Trump’s tariffs hurting pipelines. Trump’s proposed doubling of steel and aluminum tariffs on Turkey could add more costs to oil and gas pipelines in the United States. Steel prices have already been on the rise in recent months because of U.S. tariffs on imports from a list of countries. For instance, Plains All American (NYSE: PAA) says that the tariffs have already added $40 million to the cost of its pipeline that will run from the Permian to the Texas Coast. Plains was denied an exemption for imported steel from Greece. Turkey is not a major supplier, but U.S. companies imported over $1 billion worth of steel from Turkey last year.
PetroChina could cut U.S. LNG purchases. PetroChina, a subsidiary of China’s CNPC, may suspend its purchases of LNG from the United States this winter, just as new capacity from Cheniere Energy (NYSE: LNG) comes online. That could force Cheniere to cut prices and offer discounts to get its cargoes to market. Oil and gas have yet to be officially hit with tariffs by China, but that is still a possibility.

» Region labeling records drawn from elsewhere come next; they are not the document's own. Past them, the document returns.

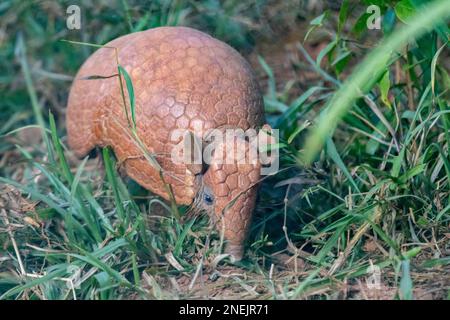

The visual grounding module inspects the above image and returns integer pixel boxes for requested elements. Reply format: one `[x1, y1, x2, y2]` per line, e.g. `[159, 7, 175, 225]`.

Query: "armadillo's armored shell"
[67, 27, 264, 204]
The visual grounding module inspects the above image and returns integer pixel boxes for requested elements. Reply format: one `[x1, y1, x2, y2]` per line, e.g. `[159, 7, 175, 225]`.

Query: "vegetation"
[0, 0, 450, 299]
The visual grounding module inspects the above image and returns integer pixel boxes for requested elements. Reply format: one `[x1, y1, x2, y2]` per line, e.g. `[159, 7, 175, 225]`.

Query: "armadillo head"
[190, 126, 270, 261]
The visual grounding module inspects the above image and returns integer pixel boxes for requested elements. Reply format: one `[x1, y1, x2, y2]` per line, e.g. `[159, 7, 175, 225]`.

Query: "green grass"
[0, 0, 450, 299]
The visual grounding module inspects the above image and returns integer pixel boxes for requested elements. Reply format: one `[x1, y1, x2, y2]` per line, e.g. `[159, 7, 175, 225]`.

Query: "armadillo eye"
[203, 193, 214, 206]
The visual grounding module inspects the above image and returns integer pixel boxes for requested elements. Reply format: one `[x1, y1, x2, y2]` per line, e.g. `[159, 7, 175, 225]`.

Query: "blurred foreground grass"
[0, 0, 450, 299]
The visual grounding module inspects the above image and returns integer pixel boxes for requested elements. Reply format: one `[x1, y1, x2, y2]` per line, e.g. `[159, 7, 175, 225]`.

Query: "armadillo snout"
[203, 139, 261, 260]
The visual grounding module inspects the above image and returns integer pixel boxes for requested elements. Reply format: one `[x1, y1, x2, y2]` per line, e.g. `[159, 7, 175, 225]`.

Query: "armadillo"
[66, 27, 270, 260]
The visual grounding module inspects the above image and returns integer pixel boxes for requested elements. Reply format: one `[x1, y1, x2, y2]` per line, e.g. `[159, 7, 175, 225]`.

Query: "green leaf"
[378, 70, 391, 107]
[399, 260, 413, 300]
[117, 65, 136, 129]
[327, 138, 360, 193]
[338, 0, 350, 33]
[300, 0, 450, 164]
[394, 0, 416, 23]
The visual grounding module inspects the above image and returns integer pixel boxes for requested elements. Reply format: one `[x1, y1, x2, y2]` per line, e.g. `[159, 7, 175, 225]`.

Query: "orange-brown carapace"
[67, 27, 270, 259]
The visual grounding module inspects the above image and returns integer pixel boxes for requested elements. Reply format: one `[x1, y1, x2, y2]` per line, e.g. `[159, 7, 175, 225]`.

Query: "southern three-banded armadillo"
[67, 27, 270, 260]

Saudi eyes Tesla investment to diversify. Elon Musk has received a massive amount of media attention for the bizarre way he announced the potential for taking Tesla (NASDAQ: TSLA) private. His financing depends on the deep pockets of Saudi Arabia. From the Saudi standpoint, the move is being interpreted as a hedge against the threat of peak oil demand.
Venezuela blackout could lead to deeper declines in oil production. A widespread blackout affecting nearly all of Zulia state in Venezuela – home to 300,000 bpd around Lake Maracaibo – could lead to more outages of Venezuelan supply. The blackout is a few days old, but could last until at least the end of August, according to Argus Media. PDVSA had plans to reactivate thousands of old wells in the region, a plan that will be shelved for months because of the blackout.